Whilst there are many salads in Greek cuisine, this is the most well known.

Of course, you must use the best quality, authentic Greek ingredients, from the olives and oil to the cheese. Feta means ‘slice’ in Greek, so serve a large slice on top of the salad.

4 ripe tomatoes

1 lebanese cucumber

1 red onion

1 cup Greek Kalamata olives

handful fresh mint leaves

handful fresh basil leaves

handful fresh oregano leaves

200g Greek feta cheese

sprinkle dried Greek oregano

3 tbsp Greek olive oil

1 tbsp red wine vinegar

sea salt and ground black pepper to season


Cut tomatoes into large wedges. Cut cucumber into thick rounds. Peel onion and cut into wedges. Place in a salad bowl, then add olives, mint, basil, fresh oregano and toss. Place a slice of feta cheese on top and sprinkle over dried oregano.

Make a simple dressing by combining olive oil and vinegar. Season with salt and pepper. Drizzle over the salad.


serves 4.


Chargrilled lamb souvlaki

photo Marina Oliphant

In Greece, they make souvlaki with pork, but here in Australia, we use lamb. Either way, it’s delicious.

1 kg diced lamb shoulder

½ (half) cup olive oil

2 lemons, juiced

1 tbsp dried oregano

4 cloves garlic, finely chopped

sea salt and freshly ground pepper

8-10 small pita breads

1 cup tzatziki

salad leaves to serve


Mix all the ingredients together in a large bowl, cover with clingfilm and allow to marinate for a few hours in the refrigerator.

Remove and place meat on metal skewers.

Heat a grill or bbq to very hot, then cook skewers for a few minutes on each side, until cooked to your liking.

Serve with warmed pita breads, tzatziki and salad.


Serves 4-6.


lemon yoghurt syrup cake

photo Marina Oliphant

A lovely, moist cake with a lemony tang.

125g butter, softened

250g caster sugar

2 large eggs

1 cup greek yoghurt

1 tsp pure vanilla extract

zest 2 lemons

3 tbsp lemon juice

400g self raising flour

½ tsp bicarb soda


1 cup caster sugar

1 cup water

4 tbsp lemon juice

2 lemons, finely sliced


Preheat oven to 180C.

Grease and line a 23cm cake tin with removable base.

Cream butter and sugar in an electric mixer until light and fluffy. Add eggs, one at a time and continue to mix until combined. Add yoghurt, vanilla, lemon zest and juice and mix. Add flour and bicarb and gently fold through.
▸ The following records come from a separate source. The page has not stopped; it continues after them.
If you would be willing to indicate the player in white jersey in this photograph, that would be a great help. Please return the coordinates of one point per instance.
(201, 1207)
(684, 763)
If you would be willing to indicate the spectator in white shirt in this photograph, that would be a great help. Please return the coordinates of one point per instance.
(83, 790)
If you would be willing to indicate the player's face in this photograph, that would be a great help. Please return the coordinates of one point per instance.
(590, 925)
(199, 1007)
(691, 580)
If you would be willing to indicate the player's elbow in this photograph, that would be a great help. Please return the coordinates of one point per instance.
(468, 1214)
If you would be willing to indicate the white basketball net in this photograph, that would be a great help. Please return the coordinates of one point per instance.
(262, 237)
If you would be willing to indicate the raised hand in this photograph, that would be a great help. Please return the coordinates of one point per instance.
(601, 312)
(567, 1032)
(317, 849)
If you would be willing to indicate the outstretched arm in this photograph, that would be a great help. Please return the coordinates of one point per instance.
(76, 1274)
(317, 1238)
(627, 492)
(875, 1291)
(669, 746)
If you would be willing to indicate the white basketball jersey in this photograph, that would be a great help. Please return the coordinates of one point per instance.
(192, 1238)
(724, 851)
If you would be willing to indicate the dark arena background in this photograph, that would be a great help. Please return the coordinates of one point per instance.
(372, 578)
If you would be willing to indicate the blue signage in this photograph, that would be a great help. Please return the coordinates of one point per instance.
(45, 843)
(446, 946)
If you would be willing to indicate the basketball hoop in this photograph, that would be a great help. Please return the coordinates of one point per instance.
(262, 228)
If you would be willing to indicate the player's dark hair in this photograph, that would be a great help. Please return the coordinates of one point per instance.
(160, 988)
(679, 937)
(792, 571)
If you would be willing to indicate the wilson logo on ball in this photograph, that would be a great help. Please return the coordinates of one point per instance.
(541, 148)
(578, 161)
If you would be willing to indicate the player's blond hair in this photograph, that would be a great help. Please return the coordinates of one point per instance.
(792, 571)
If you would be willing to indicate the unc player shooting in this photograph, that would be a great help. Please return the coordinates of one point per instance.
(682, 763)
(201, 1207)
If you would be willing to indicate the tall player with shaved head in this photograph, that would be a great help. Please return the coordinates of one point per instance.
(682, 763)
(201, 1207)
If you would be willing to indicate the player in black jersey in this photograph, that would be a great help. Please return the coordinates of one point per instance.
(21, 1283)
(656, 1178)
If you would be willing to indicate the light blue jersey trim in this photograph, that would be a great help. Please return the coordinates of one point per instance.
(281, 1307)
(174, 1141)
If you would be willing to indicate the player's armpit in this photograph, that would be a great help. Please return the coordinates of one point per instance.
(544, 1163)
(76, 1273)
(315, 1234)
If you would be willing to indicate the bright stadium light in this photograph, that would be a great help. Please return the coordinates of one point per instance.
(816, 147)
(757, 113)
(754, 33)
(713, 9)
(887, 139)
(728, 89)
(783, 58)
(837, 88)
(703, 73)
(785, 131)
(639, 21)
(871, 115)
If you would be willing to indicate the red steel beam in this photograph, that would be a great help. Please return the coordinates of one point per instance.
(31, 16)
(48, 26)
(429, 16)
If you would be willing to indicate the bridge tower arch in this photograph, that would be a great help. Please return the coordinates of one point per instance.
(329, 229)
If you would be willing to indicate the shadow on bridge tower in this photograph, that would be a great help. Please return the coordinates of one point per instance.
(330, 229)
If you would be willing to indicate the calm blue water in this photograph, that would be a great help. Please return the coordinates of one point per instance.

Place mixture in cake tin and smooth the surface. The mixture will be quite firm.

Bake for 45 minutes, or until cake is cooked through.

Meanwhile, make the syrup. Combine sugar, water and lemon juice in a small saucepan and cook over low heat to dissolve the sugar. Add lemon slices and simmer for 10 minutes, to soften the lemons. Set aside.

When cake is cooked, remove from oven and poke all over with a bamboo skewer, to make lots of small holes. Slowly pour the lemon syrup over the hot cake until it is all absorbed.

Place the lemon slices decoratively on top.

Allow to cool, then remove from tin.